|
|
|
|
|
by kronxe
1896 days ago
|
|
My one of the main goals is protect the database structure as it is, because in big data age we should get data as fast as possible. I see your point to see this algorithm as a basically some sort of look-up table but actually it is not. For example, we can think a well-developed city carries all data related to the city and the people to a big database. Then this city uses a TBCA that specialized for only the this big database's needs like a framework or engine method. However, this specific TBCA is not totally different than other TBCAs used in other types of databases like a game database since they have common propertries like people's names and surnames, the structure of a name database is generally same but TBCA plays huge rol in here, you can configure your algorithm with your needs like an optimizing. Today I am not sure how it should be done, maybe with an ML algorithm. I wrote too much I know but my point is TBCA is not an specific algorithm like gzip or LZW it is a sub branch of compression like an universal set. In the future, There may communities share their specificated algorithms for some structures and their datasets( frequency analysis). It will becomes a pool that you can choose best engine(structural method) and best dataset(freq. analysis) from there. |
|
Yes, TBCA is a scheme not a specific algorithm (I thought I was clear enough in the reply, but sorry if it wasn't). In fact I've actually done the same thing with my own database as well in a semi-automated fashion based on a pattern. For example I had a string with three parts: a number 1--214, an optional ', a number -9--99. My code accepts a pattern `[1..214]['?].[-9..99]` and generates a code that packs this into 8 + 1 + 7 = 16 bits. This works because I was dealing with the Unicode Character Database (the example being kRSJapanase), so I knew its exact pattern without an exception and had no migration problem since upgrading to newer UCD is a non-trivial problem anyway. Also I wanted to put the entirety of UCD to the shared memory, so I controlled most of the data structure to make this compression actually worthy.
My issue with TBCA presented in this way is that it looks like a direct replacement to general compression algorithms when it isn't.
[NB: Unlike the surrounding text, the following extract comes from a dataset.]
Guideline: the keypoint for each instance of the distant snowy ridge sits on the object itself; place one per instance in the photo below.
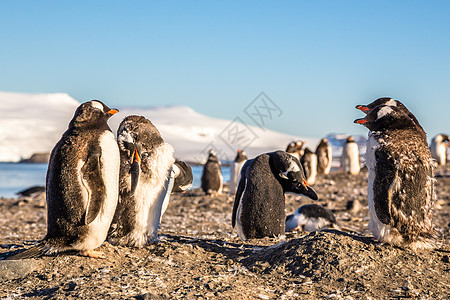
(33, 123)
I regard this as a database schema because it is akin to RDBMS normalization: if you compress a name "<given> <sur>" (or vice versa) in this way, you can equally have a separate name parts table and two indices in the original table. The only difference is that you have hard-coded that name parts table into your app. I believe you should instead have done caching, so name parts table still exists but you can refer to the memory if you can. That makes a better general approach than TBCA, and also shows that it can't be compared with compression algorithms.